Opened 20 months ago

Closed 18 months ago

Last modified 18 months ago

#10703 closed defect (fixed)

Fallback charset enables fingerprinting of bundle localization

Reported by: dcf Owned by: mikeperry
Priority: normal Milestone:
Component: TorBrowserButton Version:
Keywords: tbb-fingerprinting, tbb-pref, MikePerry201402R Cc: gk
Actual Points: Parent ID:
Points:

Description

Torbutton has the spoof_english pref that changes the value of the Accept-Language header to en-us,en;q=0.5; this cloaks what particular localized bundle you may be using. But localized bundles still differ in their default (fallback) charset. By figuring out what characters a byte sequence decodes as, it's possible to find out what charset is in use.

The attack goes like this. The web server sends an HTML page with no declared charset, neither in the HTTP header (Content-Type) nor in the HTML (<meta charset=...>). The HTML contains one or more byte sequences that stand for different characters in different charsets. JavaScript in the HTML measures the size of the rendered characters. By including a few different byte sequences, it's probably possible to fingerprint all the possible TBB localizations.

It looks like our current bundles may come with any of 6 different default charsets:

I found these by grepping the langpacks' unpacked *.xpi files for "intl.charset.default".

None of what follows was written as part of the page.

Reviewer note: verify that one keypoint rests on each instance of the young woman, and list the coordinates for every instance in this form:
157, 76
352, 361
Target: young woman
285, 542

As an example of how byte sequences can be variously decoded, here are decodings of "\xc3\xa3":

  • utf-8: ã
  • iso-8859-1: ã
  • iso-8859-2: ĂŁ
  • windows-1251: ГЈ
  • euc-kr: 찾
  • gbk: 茫

That is, an HTML page can contain the sequence "\xc3\xa3" and it will render as different characters depending on the charset in effect.

A possible solution is just to force intl.charset.default to UTF-8 in all localizations. Here are some Mozilla bugs I found that are relevant to setting this pref to UTF-8: 910165 406498 536506 910169.

Also see https://developer.mozilla.org/en-US/docs/Localizations_and_character_encodings#Specifying_the_fallback_encoding, which indicates that Firefox's behavior with respect to the fallback charset will change:

As of Firefox 28, this section is obsolete, since the preference intl.charset.default no longer exists. The mapping from locales onto fallback encodings is now built into Gecko itself.

In the best case, this could be interpreted to mean that the spoof_english setting will become sufficient, and the fallback will become as it would be for en-US. Or it might just mean that the preference is moved to somewhere inside Gecko. It seems the relevant bug is 910192: Get rid of intl.charset.default as a localizable pref and deduce the fallback....

Child Tickets

Attachments (7)

fonts-en_US.png (24.8 KB) - added by dcf 20 months ago.
en-US fonts dialog.
fonts-pl.png (29.1 KB) - added by dcf 20 months ago.
pl fonts dialog.
firefox-28.0b1-virgin.png (21.0 KB) - added by dcf 19 months ago.
firefox-28.0b1-intl.charset.fallback.override=utf-8.png (39.8 KB) - added by dcf 19 months ago.
firefox-28.0b1-utf-8.png (21.0 KB) - added by dcf 19 months ago.
firefox-28.0b1-intl.charset.fallback.override=iso-8859-1.png (40.1 KB) - added by dcf 19 months ago.
firefox-28.0b1-iso-8859-1.png (20.9 KB) - added by dcf 19 months ago.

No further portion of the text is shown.